The current market is definitely tricky when it comes to making decisions on sustainability which don’t also offer a cost saving. A lot of what we’ve been doing—and want to do—in terms of implementing sustainability initiatives, incurs additional costs that we wouldn’t have had to deal with before. Some sustainability measures reduce costs too, and those are a no-brainer, but when sustainability significantly increases costs, we have to ensure that what it delivers is a marked improvement environmentally.
Having said that, there’s a noticeable shift towards prioritising sustainability discussions across the business. We’re three years into a 10-year journey with science-based targets at the moment, with a definite reduction in Scope 1 and Scope 2 emissions, and a plan for a 55% reduction in our Scope 3 emissions by the end of 2031.

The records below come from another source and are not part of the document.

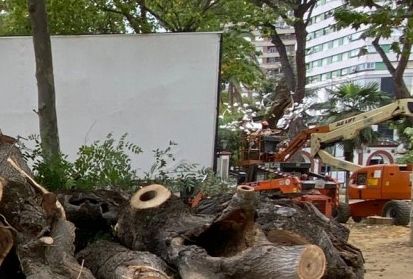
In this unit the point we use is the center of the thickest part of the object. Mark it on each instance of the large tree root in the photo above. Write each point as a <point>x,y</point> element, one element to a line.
<point>230,245</point>
<point>92,213</point>
<point>43,239</point>
<point>109,260</point>
<point>286,222</point>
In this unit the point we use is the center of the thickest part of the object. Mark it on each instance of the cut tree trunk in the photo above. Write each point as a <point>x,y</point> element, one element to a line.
<point>45,79</point>
<point>286,222</point>
<point>230,245</point>
<point>109,260</point>
<point>43,244</point>
<point>92,213</point>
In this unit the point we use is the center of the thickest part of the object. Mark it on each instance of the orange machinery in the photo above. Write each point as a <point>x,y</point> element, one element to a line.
<point>372,190</point>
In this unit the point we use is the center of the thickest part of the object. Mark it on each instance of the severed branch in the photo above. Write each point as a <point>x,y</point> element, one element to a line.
<point>50,203</point>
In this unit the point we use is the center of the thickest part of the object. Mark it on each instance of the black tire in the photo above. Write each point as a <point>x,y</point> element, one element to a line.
<point>357,219</point>
<point>399,211</point>
<point>342,213</point>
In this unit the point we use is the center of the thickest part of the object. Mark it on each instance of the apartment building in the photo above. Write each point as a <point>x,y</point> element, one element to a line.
<point>338,56</point>
<point>268,58</point>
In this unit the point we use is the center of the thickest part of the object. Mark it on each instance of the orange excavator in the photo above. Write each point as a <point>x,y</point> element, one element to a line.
<point>372,190</point>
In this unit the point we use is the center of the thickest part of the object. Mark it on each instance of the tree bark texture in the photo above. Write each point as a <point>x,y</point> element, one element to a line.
<point>110,260</point>
<point>286,222</point>
<point>43,239</point>
<point>229,245</point>
<point>92,212</point>
<point>45,79</point>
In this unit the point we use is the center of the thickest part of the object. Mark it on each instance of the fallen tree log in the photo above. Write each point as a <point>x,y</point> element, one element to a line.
<point>287,222</point>
<point>230,245</point>
<point>92,212</point>
<point>286,216</point>
<point>43,244</point>
<point>109,260</point>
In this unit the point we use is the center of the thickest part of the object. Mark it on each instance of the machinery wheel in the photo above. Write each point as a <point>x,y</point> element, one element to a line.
<point>357,219</point>
<point>399,211</point>
<point>342,213</point>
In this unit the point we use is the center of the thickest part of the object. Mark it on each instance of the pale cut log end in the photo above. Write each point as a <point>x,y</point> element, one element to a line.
<point>150,197</point>
<point>312,263</point>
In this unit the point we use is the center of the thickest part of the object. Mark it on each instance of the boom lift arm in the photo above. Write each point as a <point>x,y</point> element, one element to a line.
<point>348,128</point>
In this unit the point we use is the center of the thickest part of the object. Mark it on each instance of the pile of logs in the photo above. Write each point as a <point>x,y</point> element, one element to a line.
<point>153,234</point>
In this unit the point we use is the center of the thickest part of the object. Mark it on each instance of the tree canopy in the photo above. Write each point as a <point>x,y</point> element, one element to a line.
<point>383,20</point>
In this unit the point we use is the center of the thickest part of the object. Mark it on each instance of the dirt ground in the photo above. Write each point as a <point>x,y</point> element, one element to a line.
<point>385,249</point>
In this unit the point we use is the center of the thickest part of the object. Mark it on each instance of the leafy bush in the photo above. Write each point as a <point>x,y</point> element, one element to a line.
<point>100,164</point>
<point>186,178</point>
<point>106,163</point>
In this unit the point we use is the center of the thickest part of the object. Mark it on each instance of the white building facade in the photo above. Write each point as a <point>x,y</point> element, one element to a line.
<point>336,56</point>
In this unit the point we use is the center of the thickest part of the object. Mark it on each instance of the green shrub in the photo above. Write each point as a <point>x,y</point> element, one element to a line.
<point>106,163</point>
<point>100,164</point>
<point>54,174</point>
<point>186,178</point>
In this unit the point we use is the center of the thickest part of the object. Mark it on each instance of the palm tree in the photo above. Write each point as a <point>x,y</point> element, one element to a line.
<point>351,99</point>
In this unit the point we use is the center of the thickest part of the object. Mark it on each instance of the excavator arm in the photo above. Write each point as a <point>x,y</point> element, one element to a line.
<point>345,129</point>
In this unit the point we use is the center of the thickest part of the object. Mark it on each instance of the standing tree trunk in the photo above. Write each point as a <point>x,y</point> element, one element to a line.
<point>45,80</point>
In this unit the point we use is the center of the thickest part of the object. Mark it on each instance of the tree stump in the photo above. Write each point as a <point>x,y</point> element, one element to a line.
<point>93,212</point>
<point>287,222</point>
<point>43,239</point>
<point>229,245</point>
<point>109,260</point>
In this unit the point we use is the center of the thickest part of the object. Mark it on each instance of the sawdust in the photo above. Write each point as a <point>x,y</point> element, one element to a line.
<point>385,249</point>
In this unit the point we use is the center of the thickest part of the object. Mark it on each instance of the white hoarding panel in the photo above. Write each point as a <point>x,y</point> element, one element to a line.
<point>157,88</point>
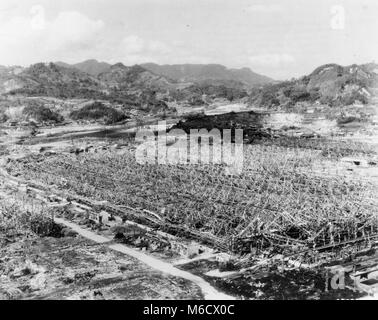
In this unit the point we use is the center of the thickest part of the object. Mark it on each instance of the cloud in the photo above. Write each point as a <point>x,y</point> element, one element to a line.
<point>264,8</point>
<point>27,39</point>
<point>134,49</point>
<point>271,59</point>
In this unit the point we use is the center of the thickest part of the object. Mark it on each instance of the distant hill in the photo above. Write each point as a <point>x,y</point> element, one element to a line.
<point>92,66</point>
<point>330,84</point>
<point>203,72</point>
<point>49,79</point>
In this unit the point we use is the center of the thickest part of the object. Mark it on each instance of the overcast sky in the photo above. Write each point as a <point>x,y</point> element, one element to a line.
<point>278,38</point>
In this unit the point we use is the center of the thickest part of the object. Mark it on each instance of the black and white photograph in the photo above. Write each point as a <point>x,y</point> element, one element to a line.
<point>187,151</point>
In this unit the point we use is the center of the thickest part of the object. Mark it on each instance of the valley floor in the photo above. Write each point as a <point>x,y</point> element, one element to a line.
<point>79,175</point>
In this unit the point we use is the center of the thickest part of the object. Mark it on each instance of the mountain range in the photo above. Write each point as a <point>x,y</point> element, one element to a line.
<point>181,72</point>
<point>329,84</point>
<point>154,85</point>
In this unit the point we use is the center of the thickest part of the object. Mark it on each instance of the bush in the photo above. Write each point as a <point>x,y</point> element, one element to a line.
<point>98,111</point>
<point>41,113</point>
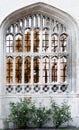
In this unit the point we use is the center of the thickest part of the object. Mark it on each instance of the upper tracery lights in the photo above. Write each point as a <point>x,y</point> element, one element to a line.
<point>38,47</point>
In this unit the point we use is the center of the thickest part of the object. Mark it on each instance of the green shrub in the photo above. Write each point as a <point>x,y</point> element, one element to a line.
<point>60,114</point>
<point>41,116</point>
<point>21,113</point>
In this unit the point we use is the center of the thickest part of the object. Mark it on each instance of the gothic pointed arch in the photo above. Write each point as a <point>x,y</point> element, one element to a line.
<point>39,33</point>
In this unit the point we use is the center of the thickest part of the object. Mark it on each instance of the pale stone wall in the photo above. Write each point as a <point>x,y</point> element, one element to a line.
<point>69,6</point>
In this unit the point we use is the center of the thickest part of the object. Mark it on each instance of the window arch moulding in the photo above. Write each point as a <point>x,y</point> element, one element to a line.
<point>60,20</point>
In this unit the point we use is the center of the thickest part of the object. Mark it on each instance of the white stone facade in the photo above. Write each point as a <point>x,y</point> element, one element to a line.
<point>71,94</point>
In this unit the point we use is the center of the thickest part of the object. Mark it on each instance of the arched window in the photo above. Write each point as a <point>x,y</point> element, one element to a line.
<point>63,43</point>
<point>36,69</point>
<point>45,41</point>
<point>18,69</point>
<point>9,70</point>
<point>38,47</point>
<point>27,70</point>
<point>54,43</point>
<point>54,69</point>
<point>36,40</point>
<point>9,43</point>
<point>45,69</point>
<point>63,69</point>
<point>27,38</point>
<point>18,43</point>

In order to implement these targets, we’ve been working on financial modelling. The easiest and most known way to make a change right away is by switching to more recycled fibres throughout our supply chain—from product to packaging. Being able to model future carbon costs helps us work out how and when to make changes in a measured way to our margins while making the most effective impact on our environmental outcomes.
It’s also about working with the right partners and building really strategic partnerships across our supplier base. We have so many common goals, our goal will likely also be our suppliers’ goals, so we want to work with the right people in a really strategic way.
How have your suppliers responded to your sustainability initiatives, and are you finding it challenging to source sustainable solutions?
We are keen to introduce recycled materials. We’re seeing rapid progress being made and relatively little impact operationally. What’s more challenging for us as a business is logistics and final mile solutions, where EVs aren’t always providing what we need. We’re also struggling more with our hard good products, where recycled replacements for silicone and PVC, for example, are often much more carbon intensive.
What would you flag as the most unexpected challenge around your sustainability efforts?
One of our biggest challenges for our business are adult toys. They’re a niche area of sustainability, so not as easy to make material swaps for. Then at the end of life, closing the loop and disposing of those products is more challenging. We’re looking for greater innovation in this sector to help us make meaningful change.
Another challenge we encounter in the supply chain is data management. Collecting, managing, validating, and reporting information consistently across various aspects of our operations presents a huge task. The wider retail industry grapples with similar issues, and it would be useful to understand how others are addressing this challenge too. It’s not something you want to risk getting wrong, because it forms the basis for decision-making and benchmarking.